UM AUTÓGRAFO ABENÇOADO
Sabendo-me vencido, mas
não convencido pela absoluta impossibilidade de escutar, ao vivo, as palavras
do sábio, foi, em vez de mim, já uma dúzia de anos transcorreu, e
contemplou-me, dia seguinte, com o presente da conferência integral, escrita,
para eu poder (re)ler e sublinhar. Cortesia máxima do autor que lhe juntou que
palavras sopradas, sorrio, num autógrafo, por todos os motivos, abençoado.

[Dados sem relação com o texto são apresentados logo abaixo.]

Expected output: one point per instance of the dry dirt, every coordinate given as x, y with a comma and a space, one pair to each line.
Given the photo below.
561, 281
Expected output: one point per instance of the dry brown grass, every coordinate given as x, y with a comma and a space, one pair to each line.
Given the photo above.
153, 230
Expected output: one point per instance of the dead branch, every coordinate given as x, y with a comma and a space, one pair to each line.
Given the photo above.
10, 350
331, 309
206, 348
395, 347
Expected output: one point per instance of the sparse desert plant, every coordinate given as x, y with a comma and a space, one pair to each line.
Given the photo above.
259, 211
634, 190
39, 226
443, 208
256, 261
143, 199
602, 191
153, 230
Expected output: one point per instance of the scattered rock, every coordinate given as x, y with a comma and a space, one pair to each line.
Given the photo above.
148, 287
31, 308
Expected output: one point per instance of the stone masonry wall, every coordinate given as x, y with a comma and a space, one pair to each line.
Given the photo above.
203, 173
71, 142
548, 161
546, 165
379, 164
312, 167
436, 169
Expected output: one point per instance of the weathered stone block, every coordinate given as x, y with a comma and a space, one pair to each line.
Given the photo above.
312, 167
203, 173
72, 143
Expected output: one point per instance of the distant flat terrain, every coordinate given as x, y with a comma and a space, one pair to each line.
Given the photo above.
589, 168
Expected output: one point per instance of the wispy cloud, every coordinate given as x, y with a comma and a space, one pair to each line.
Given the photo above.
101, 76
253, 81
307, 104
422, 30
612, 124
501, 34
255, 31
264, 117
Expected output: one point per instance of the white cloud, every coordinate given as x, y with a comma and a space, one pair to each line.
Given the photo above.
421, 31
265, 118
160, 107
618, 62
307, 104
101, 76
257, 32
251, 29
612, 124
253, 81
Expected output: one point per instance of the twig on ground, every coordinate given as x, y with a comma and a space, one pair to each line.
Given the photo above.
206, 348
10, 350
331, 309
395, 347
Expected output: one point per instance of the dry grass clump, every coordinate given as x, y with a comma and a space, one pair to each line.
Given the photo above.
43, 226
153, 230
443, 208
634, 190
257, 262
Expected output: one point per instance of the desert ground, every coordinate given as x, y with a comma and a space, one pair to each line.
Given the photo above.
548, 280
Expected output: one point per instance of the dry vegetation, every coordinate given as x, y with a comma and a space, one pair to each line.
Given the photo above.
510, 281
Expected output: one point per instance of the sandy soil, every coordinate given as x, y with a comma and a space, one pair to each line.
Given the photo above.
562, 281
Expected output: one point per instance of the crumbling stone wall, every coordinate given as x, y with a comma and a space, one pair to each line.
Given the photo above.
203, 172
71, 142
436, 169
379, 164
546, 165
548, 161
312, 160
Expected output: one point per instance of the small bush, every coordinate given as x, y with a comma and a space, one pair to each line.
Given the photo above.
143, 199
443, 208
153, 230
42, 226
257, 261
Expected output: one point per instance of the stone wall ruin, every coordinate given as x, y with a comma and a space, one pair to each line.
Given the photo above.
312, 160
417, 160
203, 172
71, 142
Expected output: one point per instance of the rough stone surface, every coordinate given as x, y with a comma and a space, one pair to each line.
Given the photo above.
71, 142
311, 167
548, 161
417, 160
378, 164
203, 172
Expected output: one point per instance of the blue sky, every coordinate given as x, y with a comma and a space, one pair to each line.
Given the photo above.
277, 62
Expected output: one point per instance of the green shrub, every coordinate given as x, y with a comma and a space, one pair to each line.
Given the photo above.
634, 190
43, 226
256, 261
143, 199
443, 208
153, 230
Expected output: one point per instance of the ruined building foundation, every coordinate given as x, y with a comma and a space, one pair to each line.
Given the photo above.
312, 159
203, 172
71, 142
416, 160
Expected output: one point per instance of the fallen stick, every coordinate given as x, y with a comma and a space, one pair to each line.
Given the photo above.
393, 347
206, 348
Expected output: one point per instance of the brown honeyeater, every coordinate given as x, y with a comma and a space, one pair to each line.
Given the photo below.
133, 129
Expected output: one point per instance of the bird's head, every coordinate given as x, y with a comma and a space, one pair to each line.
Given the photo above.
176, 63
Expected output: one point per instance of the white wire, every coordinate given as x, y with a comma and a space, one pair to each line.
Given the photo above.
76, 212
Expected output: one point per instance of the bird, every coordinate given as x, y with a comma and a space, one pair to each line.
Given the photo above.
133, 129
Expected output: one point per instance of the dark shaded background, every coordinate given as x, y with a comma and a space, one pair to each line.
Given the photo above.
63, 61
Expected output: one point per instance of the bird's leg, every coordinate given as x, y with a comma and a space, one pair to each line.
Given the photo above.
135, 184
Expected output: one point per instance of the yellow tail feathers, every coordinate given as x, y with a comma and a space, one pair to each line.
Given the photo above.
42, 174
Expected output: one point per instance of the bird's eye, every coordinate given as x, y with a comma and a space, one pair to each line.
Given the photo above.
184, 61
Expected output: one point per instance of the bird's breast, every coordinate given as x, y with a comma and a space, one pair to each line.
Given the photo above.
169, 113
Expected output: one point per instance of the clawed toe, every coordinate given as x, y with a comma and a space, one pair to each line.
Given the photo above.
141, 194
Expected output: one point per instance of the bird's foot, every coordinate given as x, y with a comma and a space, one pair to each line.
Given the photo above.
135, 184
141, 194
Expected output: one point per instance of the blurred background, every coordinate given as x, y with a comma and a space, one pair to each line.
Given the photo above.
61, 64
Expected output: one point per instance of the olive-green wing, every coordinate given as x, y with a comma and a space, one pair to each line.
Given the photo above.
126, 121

Sexta-feira, o sábio, José Tolentino de Mendonça, estará, ao vivo, em Mateus,
para a entrega do Prémio Dom Diniz - e já não há lugares disponíveis. Hoje, no
espaço semanal de cidadania, na universidadefm, referi-me ao mais recente “Metamorfose
Necessária. Reler São Paulo”.
No seu “Elementos
bíblicos para uma erótica cristã”, principiando por uma incisiva epígrafe de
Lucien Jerphagnon – “a doutrina do amor é de uma imensa profundidade no
cristianismo, e nada tem de vulgata anti-erótica à qual com tanta frequência
aparece reduzido” -, José Tolentino de Mendonça centra a sua análise no “Cântico
dos Cânticos” – “o poema irrompe igualmente com o seu quê de inesperado dentro
do quadro bíblico (…) Coloca-se entre parêntesis a sobriedade da antropologia
bíblica, e exalta-se demoradamente a beleza, o aspecto, os detalhes das figuras
feminina e masculina. As palavras como que se tornam de seda. Há aqui um
extraordinário trabalho de construção verbal que nos obriga a concluir que o
autor anónimo seria um grande poeta (ou uma grande poeta, como hoje se tem por
provável” – e, nele, livro do séc. V ou IV a.C., destaca a singularidade que a
mulher aí alcança/com que a mulher é aí considerada (confrontando-a, ademais,
com um contexto cultural marcado pela subalternidade desta): “nenhum outro
texto bíblico dá a palavra à mulher numa tal proporção. Há uma acumulação de
verbos na primeira pessoa, com a bem-amada por sujeito. Ela busca e é buscada.
Pede e é pedida. A sua palavra inaugura o canto. A mulher olha para o homem e
avizinha-se a ele com a mesma impaciência e a mesma alegria de ele a ela. Este
co-protagonismo que o Cântico atribui aos que se amam, lança o amor como
território de uma reciprocidade e paridade fundamentais”.